Brown will use some of the funding from his CAREER Award to develop new listening technologies—computer algorithms and software tools—that will be used with the enhanced LIGO detectors that are scheduled to come online in July.  He will also explore new tools that could be used with the next generation of LIGO detectors, which will be completed in 2014.
 
“Current technologies can only detect signals from nearby events,” Brown says. “By improving our search methods, we will be able to see further out in the universe and hopefully expand our ability to detect gravitational waves and use them to study the universe. ”
 
Brown’s CAREER Award will also enable him to continue his work on a relatively new project called NINJA (Numerical INJection Analysis). NINJA is a unique collaboration between gravitational wave physicists and numerical relativists—physicists who develop computer models of what the waves from colliding black holes should look like.  
 
Most stars in the universe exist in pairs or “binary systems” that rotate around each other. When the stars exhaust their fuel supply, they collapse and can form black holes or neutron stars. They continue as a binary pair until gravitational forces sap their energy, causing them to collide.  Albert Einstein first predicted the behavior of these systems in his Theory of Relativity. Simulating the collision of two black holes is extremely complicated and the mathematical breakthrough that allowed scientists to model these spiraling holes occurred just four years ago.
 
The NINJA project is a series of experiments that is putting these models to the test. Scientists participating in NINJA simulate black hole collisions and bury signals from their models in the LIGO data. Other research teams then sift through the aggregate data in an attempt to identify the theoretical wave patterns and use them to determine the masses, spins, and orbital shapes of the simulated black holes.
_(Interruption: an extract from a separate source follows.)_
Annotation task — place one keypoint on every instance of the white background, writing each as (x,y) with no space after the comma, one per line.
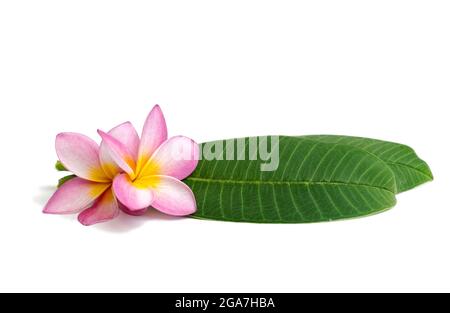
(223,69)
The experiments have so far been very successful.  Results from NINJA were presented in August 2008 during a joint conference at SU for numerical-relativity and gravitational wave researchers.
 
“The future of gravitational wave astronomy is very bright,” Brown says. “With strong support from the NSF and the combined efforts of theorists and experimentalists in the gravitational wave research community, we can improve our chances of detecting these signals, and enhance our understanding of black holes and how they interact with the universe.”